Kim Vanderheiden, “Pando” (2016) 22×53 inches, pencil, pen & ink, letterpress on torn paper collage

There is an aspen grove in Utah, called Pando, which is Latin for “I spread.” It contains approximately 47,000 trunks from a single root system and is considered by some to be the largest single living organism. Suppose we understand ourselves to be similarly connected to each other. If so, it is essential that we have a justice system can treat each of the citizens under its care as a component of a single being, fully connected with all others, each woven into the other whether in injury or in health.

I suspect that our present justice system is reflective of the composite public expectation of what “Justice” means. Presently, to many people’s way of thinking, justice involves punishment, repaying harm for harm. When someone speaks of seeking justice, it typically is understood as seeking punishment for the offender and perhaps also restitution for the victim. It is not typically a statement about healing relationships.

Presently many of our courthouses display an icon of Lady Justice that favors retribution. Her scales pit two sides against each other, conjuring corrosive argument and win-or-lose thinking. She is blindfolded rather than seeing truth or expressing compassion. She cuts down and casts out the guilty, ignoring that they, too, are our children. Changing our cultural image of Lady Justice is one important step in redirecting our collective vision from punishment toward restoration.

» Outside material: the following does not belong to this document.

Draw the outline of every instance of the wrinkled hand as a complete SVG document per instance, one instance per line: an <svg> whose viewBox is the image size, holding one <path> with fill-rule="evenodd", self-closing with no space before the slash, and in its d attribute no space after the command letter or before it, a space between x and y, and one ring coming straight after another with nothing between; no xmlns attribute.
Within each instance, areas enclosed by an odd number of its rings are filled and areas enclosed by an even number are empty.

"Lady Justice" by Kim Vanderheiden
Kim Vanderheiden, “Lady Justice” (2015) 70×100 inches, acrylic, letterpress, pen & ink, solar etching, pencil, watercolor on torn paper collage

It’s common to seek change in democratic society through government policy. But the change must take place first in individual citizens, and when that reaches a certain threshold, a policy change can, indeed must, follow. In order to build a justice system that is restorative, and not retributive, one based love and relationship and not fear and punishment, the appeal absolutely must go to the people. Changes can be introduced in law classrooms and pilot programs, but the greatest value in these changes is in the people they speak to, individuals touched who naturally are in relation to others, who in turn spread the changed mentality. The overall system will adjust as the public begins to hold restoration and relationship as sacred truths about justice, displacing the role of punishment and retribution.

Black : White : Truth
Kim Vanderheiden, “Black : White : Truth” (2015) 18×18 inches, letterpress, acrylic, pen & ink, torn paper collage.

No societal problem, including this one, is a matter of getting the right leaders in place with the right policies to address all the concerns. We need to build out our solutions the way we’ve built out the internet: individuals making personal contributions based on one’s unique skills, experience, needs, and personality. What is your own role in this? It may be in how you teach, what you share with your children, what you write, what you publish, what you put on social media, what you paint, what you stand up to say at the town hall meeting, what you show up for and what you don’t.

There is a quote by Antoine de Saint-Exupéry: “If you want to build a ship, don’t herd people together to collect wood and don’t assign them tasks and work but rather teach them to long for the endless immensity of the sea.” 

We cannot leave change to some other person in authority. Instead, we must walk side by side with what may appear to be chaos. It isn’t chaos though. It seems that way because the order is far too big for us to hold, the web of connections far too intertwined for us to follow. This is the beautiful organic shape of this world. This is our human selves responding to the many glimmering, glowing visions that lead us. Let one of them be this, “Law is Love.”